A Dane County office is encouraging lakeside residents to check their boats and docks for Zebra mussels, an invasive species that, if found, could threaten local infrastructure near bodies of freshwater.
According to a report from the County Office of Lakes and Watersheds, the Yahara Chain of Lakes, which includes lakes Mendota and Monona, is an especially vulnerable body of water when it comes to invasive Zebra mussels. According to the report, Zebra mussels were previously found in Lake Mendota but have not been reported since 2005.
Wisconsin Department of Natural Resources Aquatic Invasive Species coordinator Sue Jones said the mussels can have a big impact on docks, piers and wells in the lake area.
“They’re a big problem for infrastructure because they cluster on hard surfaces, so they can clog water intake pipes and can also mess up motors on boats,” Jones said. “The sharp shells of the mussels can also cut people’s feet.”
Jones said Zebra mussels are thumbnail-sized mussels native to Europe and Asia. She said the mussels came to the United States on cargo ships traveling overseas. They were first detected in the Great Lakes region in 1988 and have since colonized many inland lakes, she said.
University of Wisconsin Professor Phil Moy, a specialist in invasive species, said Wisconsin waters do not have many different invasive species. However, this does not mean invasive species are not a “big issue” in the affected lakes in the American Midwest.
Invasive species thrive in new habitats because they can outcompete native species and do not have any of their natural competitors, Jones said.
She said invasive species like the Zebra mussel usually have a negative effect on freshwater lakes, because they are especially sensitive ecosystems. She added freshwater lakes are home to many important species.
Moy said invasive species can also disrupt food webs, killing native species and affecting the general balance and health of the lake.

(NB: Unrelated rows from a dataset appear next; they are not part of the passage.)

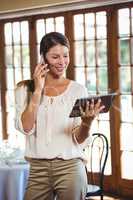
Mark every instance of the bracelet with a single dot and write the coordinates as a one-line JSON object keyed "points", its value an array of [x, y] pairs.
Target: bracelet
{"points": [[36, 93], [85, 124]]}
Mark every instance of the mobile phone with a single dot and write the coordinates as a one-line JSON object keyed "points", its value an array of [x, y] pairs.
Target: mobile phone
{"points": [[44, 61]]}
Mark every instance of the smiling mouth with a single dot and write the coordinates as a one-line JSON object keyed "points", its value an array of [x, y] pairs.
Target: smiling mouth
{"points": [[60, 69]]}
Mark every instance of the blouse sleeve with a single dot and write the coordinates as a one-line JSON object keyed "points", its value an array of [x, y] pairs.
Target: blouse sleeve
{"points": [[20, 105]]}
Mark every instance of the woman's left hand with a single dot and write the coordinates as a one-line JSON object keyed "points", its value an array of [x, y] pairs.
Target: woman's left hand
{"points": [[91, 110]]}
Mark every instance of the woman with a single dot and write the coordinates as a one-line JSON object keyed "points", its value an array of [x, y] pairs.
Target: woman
{"points": [[54, 141]]}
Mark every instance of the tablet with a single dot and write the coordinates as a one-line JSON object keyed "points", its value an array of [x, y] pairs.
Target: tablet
{"points": [[106, 100]]}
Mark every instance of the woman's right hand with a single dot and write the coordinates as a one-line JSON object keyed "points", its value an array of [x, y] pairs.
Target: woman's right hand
{"points": [[39, 76]]}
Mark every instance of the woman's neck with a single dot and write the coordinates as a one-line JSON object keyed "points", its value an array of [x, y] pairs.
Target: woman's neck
{"points": [[51, 80]]}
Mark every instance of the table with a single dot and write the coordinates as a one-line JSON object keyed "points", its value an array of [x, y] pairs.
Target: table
{"points": [[13, 180]]}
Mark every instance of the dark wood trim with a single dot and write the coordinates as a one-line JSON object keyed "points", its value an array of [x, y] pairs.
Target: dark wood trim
{"points": [[32, 44], [69, 26], [113, 81], [3, 83]]}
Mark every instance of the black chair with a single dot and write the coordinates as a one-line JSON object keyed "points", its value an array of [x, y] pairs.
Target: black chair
{"points": [[97, 151]]}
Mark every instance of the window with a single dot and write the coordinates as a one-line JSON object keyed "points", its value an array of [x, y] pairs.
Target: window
{"points": [[90, 44], [17, 63], [125, 39]]}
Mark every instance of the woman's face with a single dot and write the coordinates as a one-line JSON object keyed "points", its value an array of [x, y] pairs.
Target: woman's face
{"points": [[58, 59]]}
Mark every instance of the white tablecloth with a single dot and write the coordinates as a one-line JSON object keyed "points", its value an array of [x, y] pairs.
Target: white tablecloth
{"points": [[13, 180]]}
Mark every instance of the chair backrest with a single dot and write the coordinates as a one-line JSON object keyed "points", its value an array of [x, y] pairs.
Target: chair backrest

Moy said between 400-500 lakes in Wisconsin are currently home to invasive species like the Zebra mussel, but there are steps the public can take in order to prevent the spread of this species into new bodies of water.

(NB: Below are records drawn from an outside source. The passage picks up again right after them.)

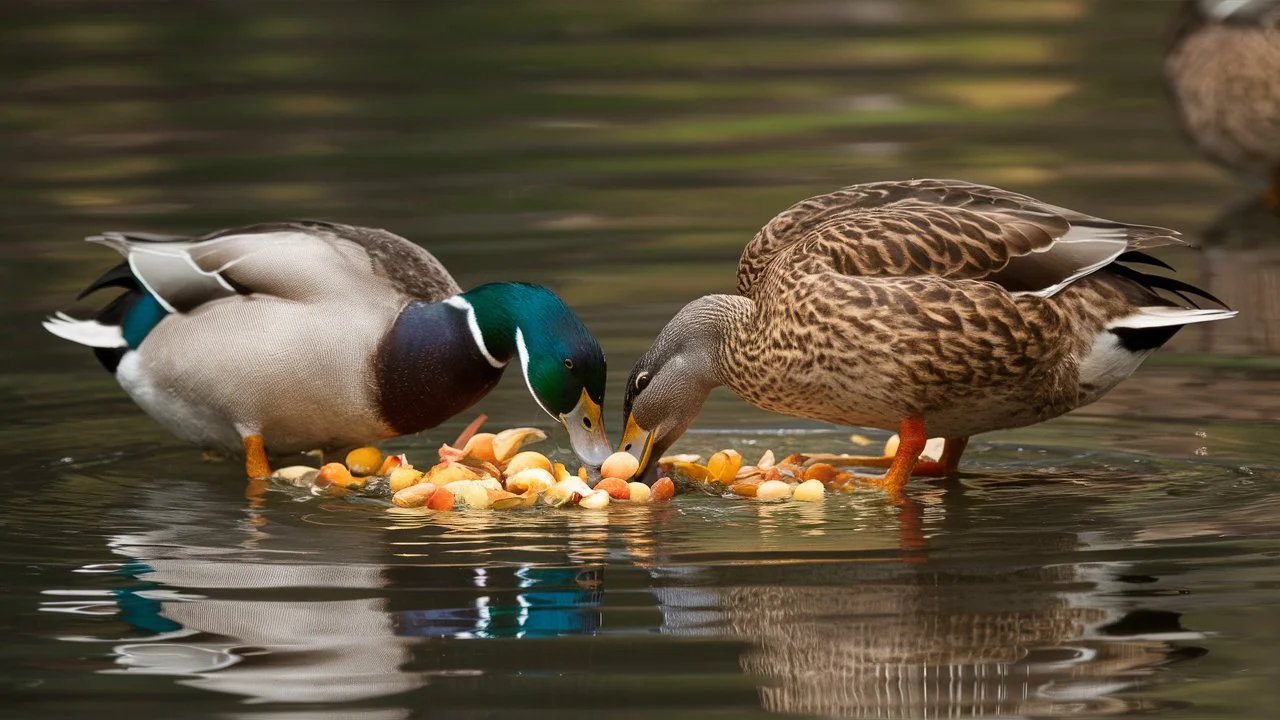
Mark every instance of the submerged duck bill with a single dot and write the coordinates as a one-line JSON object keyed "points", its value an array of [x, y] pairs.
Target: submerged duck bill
{"points": [[586, 432], [639, 442]]}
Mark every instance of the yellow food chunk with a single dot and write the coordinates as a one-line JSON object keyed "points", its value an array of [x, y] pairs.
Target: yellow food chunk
{"points": [[594, 500], [531, 479], [809, 491], [773, 490], [620, 465], [402, 478], [414, 496], [364, 461], [525, 460], [723, 466]]}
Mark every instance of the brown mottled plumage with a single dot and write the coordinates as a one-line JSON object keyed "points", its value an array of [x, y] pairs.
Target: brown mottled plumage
{"points": [[958, 306], [1224, 74]]}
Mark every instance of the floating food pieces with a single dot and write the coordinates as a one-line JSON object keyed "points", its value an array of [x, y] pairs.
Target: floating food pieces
{"points": [[723, 466], [414, 496], [507, 442], [530, 479], [639, 492], [615, 487], [773, 490], [336, 474], [301, 475], [476, 472], [662, 491], [932, 447], [803, 478], [528, 460], [594, 500], [809, 491]]}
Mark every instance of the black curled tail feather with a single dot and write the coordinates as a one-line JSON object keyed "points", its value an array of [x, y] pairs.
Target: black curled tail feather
{"points": [[1155, 282], [114, 313]]}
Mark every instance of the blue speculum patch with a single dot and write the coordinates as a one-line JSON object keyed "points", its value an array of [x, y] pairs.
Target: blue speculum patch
{"points": [[145, 315]]}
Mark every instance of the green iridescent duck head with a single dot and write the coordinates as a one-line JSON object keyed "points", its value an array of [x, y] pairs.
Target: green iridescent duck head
{"points": [[561, 360]]}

“We can’t really get rid of them once they’ve invaded a body of water, so our main focus is preventing the spread to our county in the first place,” Jones said.
Dane County has had success in keeping some invasive species out of the area, Jones said, citing Eurasian Water Milfoil, an invasive plant, as an example.
Jones said residents should inspect their boat landings, remove the mussels and drain water from boats, vehicles and other equipment in order to prevent the spread of Zebra mussels to local lakes.
“People need to take care when they’re moving between water bodies that they’re not bringing water, mud, plants other organisms or water to the body of water,” Moy said.
He added people can combat the spread of Zebra mussels by washing down their water crafts.